# Hong Kong vs Tokyo?



## Kitface (Oct 3, 2008)

I was wondering, is MAC cheaper in Hong Kong or Tokyo Duty Free? :/ I'm trying to get a better deal, and yeah. Any light which could be shed would be lovely!


----------



## cuddlybear (Oct 3, 2008)

Hong Kong for sure. US cosmetics in Tokyo are all ridiciously priced.

Go check out the Duty Free Shop in Tsim Sha Tsui, they have collections coming out in sync with US (way ahead of other MAC counters in HK). Got some special traveller's edition from time to time too.


----------



## Kitface (Oct 4, 2008)

Thanks so much! 
	

	
	
		
		

		
		
	


	




 I'll be sure to stop by there the next time I'm in HK!


----------



## breechan (Oct 4, 2008)

Yes, I can confirm. Japan MAC prices are about 30% higher than Canada, and Hong Kong prices are about the same as Canada, or slightly less. The last time I was in Hong Kong, I spent a loooooooot of $$ on MAC because it's just too expensive in Japan.


----------



## oddinary (Oct 4, 2008)

Another vote for Hong Kong. I was very, very surprised when I found out the Shiseido lash primer costs more in Japan than HK. :/ High luxury tax?


----------



## Kitface (Oct 5, 2008)

Whoa, really? Crazy! I'm guessing Shu Uemura is probably cheaper in HK, too.. Thanks, guys! Now I def have to go to HK! 
	

	
	
		
		

		
		
	


	




ETA: Does anyone know if they stock empty pro palettes in HK?


----------



## gigiopolis (Oct 5, 2008)

You can also find a lot of hidden gems at Sasa and Bonjour if you ever go to Hong Kong!

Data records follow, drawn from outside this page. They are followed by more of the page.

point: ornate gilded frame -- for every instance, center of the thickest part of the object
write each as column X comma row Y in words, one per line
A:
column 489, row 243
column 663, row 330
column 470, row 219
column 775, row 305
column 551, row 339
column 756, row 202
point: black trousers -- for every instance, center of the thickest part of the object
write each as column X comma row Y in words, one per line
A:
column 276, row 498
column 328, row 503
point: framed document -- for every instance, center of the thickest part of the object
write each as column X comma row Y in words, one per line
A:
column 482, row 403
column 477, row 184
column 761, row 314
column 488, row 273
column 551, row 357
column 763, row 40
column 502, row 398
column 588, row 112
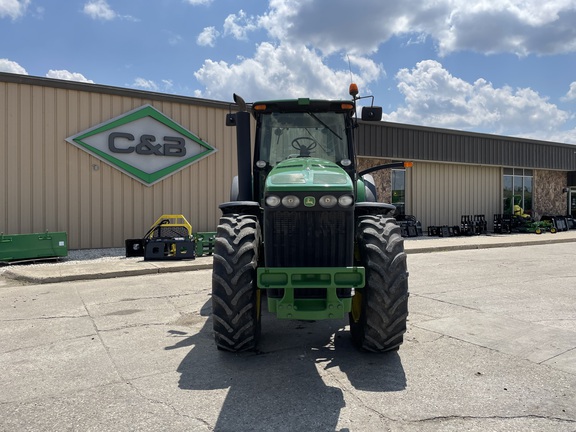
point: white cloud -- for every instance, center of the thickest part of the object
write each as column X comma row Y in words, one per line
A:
column 145, row 84
column 436, row 98
column 66, row 75
column 571, row 95
column 489, row 26
column 239, row 25
column 199, row 2
column 13, row 8
column 100, row 9
column 11, row 67
column 279, row 72
column 208, row 37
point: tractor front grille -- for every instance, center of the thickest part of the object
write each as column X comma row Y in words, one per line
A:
column 309, row 238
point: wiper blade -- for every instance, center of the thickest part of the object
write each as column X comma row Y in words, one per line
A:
column 323, row 124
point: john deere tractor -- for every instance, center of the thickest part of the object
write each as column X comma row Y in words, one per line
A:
column 303, row 229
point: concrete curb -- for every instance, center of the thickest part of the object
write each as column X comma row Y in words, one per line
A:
column 122, row 267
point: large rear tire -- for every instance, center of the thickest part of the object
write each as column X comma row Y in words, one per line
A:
column 380, row 309
column 235, row 297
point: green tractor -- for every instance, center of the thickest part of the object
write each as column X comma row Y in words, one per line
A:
column 304, row 228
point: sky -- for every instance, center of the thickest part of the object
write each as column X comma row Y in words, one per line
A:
column 505, row 67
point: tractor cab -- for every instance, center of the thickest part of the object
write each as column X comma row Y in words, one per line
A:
column 302, row 128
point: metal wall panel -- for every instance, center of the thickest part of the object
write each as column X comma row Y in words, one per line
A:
column 48, row 184
column 383, row 139
column 439, row 194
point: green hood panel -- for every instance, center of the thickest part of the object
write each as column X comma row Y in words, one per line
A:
column 308, row 174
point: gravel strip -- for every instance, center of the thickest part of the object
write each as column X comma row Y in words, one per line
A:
column 76, row 257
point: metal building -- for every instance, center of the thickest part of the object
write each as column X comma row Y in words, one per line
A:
column 103, row 163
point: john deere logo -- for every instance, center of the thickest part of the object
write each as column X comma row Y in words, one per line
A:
column 309, row 201
column 143, row 143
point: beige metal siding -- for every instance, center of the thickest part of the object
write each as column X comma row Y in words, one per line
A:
column 439, row 194
column 48, row 184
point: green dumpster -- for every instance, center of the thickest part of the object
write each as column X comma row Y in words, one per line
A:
column 25, row 247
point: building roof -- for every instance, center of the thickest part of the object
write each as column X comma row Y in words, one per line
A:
column 385, row 139
column 409, row 142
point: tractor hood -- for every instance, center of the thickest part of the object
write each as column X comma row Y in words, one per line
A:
column 308, row 174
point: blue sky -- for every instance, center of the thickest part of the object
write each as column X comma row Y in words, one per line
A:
column 495, row 66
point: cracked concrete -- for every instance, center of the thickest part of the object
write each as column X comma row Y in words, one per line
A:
column 485, row 351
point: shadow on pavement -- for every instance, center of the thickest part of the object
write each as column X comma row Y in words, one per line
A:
column 283, row 386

I love the Duty Free in TST, they have a lot of traveller's edition things - the last time I was there (this summer), they had an interesting assortment of lip palettes and eyeshadow palettes that I had not seen before. I actually bought a set of two fluidlines that came with a cool leather bag and a mini 209SE brush.


----------